The frequency measurement circuit 1 measures the frequency of the measurement signal from the sensor. Then, the SIN approximation signal is generated in the calculation circuit 2 and the SIN function generation circuit 3. This SIN approximate signal changes the pulse width in a SIN function by the first PWM4.
In the first PWM-DC conversion circuit 10, the PWM signal from the first PWM4 is converted into an analog DC voltage, and the first DC amplification circuit 11 performs DC amplification to amplify one coil 6a of the cross coil movement 6.
To excite. Further, the COS approximation signal obtained from the calculation circuit 2 and the COS function generation circuit 7 changes the pulse width as a COS function by the second PWM8. The second PWM-DC conversion circuit 12 converts the PWM signal from the second PWM8 into an analog DC voltage,
The second DC amplification circuit 13 carries out DC amplification to excite the other coil 6b of the cross coil movement 6. Then, the movable magnet is rotationally driven by the magnetic fields of both coils 6a and 6b of the cross coil movement 6, and an instruction according to the input signal from the sensor is given by the pointer of the vehicle meter.

[Effect of device]

As described above, according to the present invention, the configuration is such that the SIN approximate signal and the COS approximate signal are generated according to the input frequency, and the SIN approximate signal is pulse-width modulated by the first pulse width modulation circuit. A cross-coil movement driving circuit for driving the cross-coil movement by pulse-width modulating the COS approximate signal by a second pulse-width modulating circuit, which is connected to the first pulse-width modulating circuit and pulse-width modulating A first PWM-DC converting circuit for converting the SIN approximated signal thus converted into a DC voltage and a second PWM circuit for converting the pulse width modulated COS approximated signal into a DC voltage. The cross-coil movement drive circuit is characterized by having two PWM-DC conversion circuits, so sound is generated from the cross-coil movement and needle shake occurs. Moreover, since the cross coil movement is driven by an analog DC voltage, the effect of eliminating the stepwise movement of the needle, which is a problem during digital driving, can be obtained.

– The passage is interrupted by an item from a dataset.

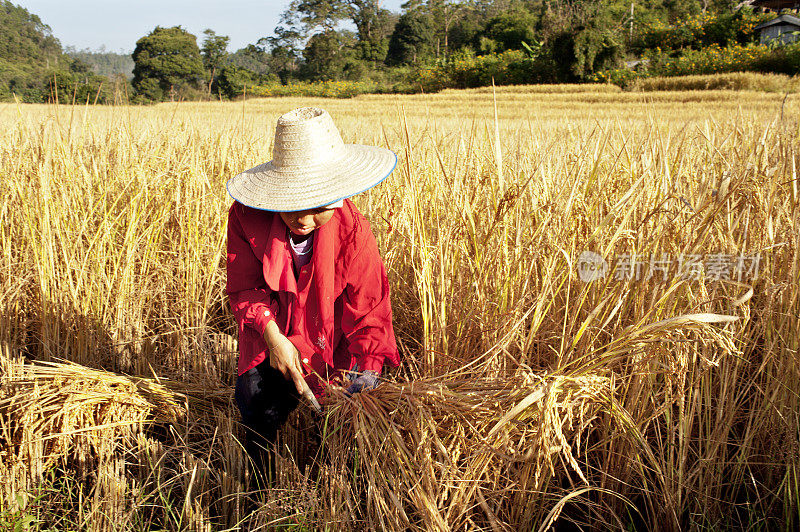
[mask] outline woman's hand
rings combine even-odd
[[[356,368],[358,368],[358,366],[356,366]],[[380,373],[371,369],[364,371],[364,373],[359,373],[350,379],[351,384],[347,387],[345,393],[347,395],[353,395],[354,393],[372,390],[373,388],[376,388],[378,384],[380,384],[378,382],[380,376]]]
[[[304,395],[308,390],[308,384],[303,378],[303,370],[300,367],[300,354],[294,344],[281,334],[278,325],[271,321],[267,324],[264,331],[264,340],[269,347],[269,365],[280,371],[286,380],[294,382],[297,393]]]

[Brief description of drawings]

FIG. 1 is a block diagram showing an embodiment of a crossing coil movement drive circuit according to the present invention, and FIG. 2 is a block diagram showing an example of a conventional crossing coil movement drive circuit. 4 ... 1st pulse width modulation circuit, 6 ... Cross coil movement, 8 ... 2nd pulse width modulation circuit, 10 ... 1st PWM-D
C conversion circuit, 12 ... Second PWM-DC conversion circuit.

Claims (1)

[Scope of utility model registration request] 1. A SIN approximation signal and COS depending on an input frequency.
An approximate signal is generated, the first pulse width modulation circuit (4) pulse-width modulates the SIN approximate signal, and the second pulse
In the cross-coil movement drive circuit in which the COS approximation signal is pulse-width modulated by the pulse-width modulation circuit (8) to drive the cross-coil movement (6), the first pulse width modulation circuit (4) is Connected to the first PWM-DC conversion circuit (10) for converting the pulse width modulated SIN approximation signal into a DC voltage and the second pulse width modulation circuit (8) for pulse width modulation. Above
A cross coil movement drive circuit comprising a second PWM-DC conversion circuit (12) for converting a COS approximate signal into a DC voltage.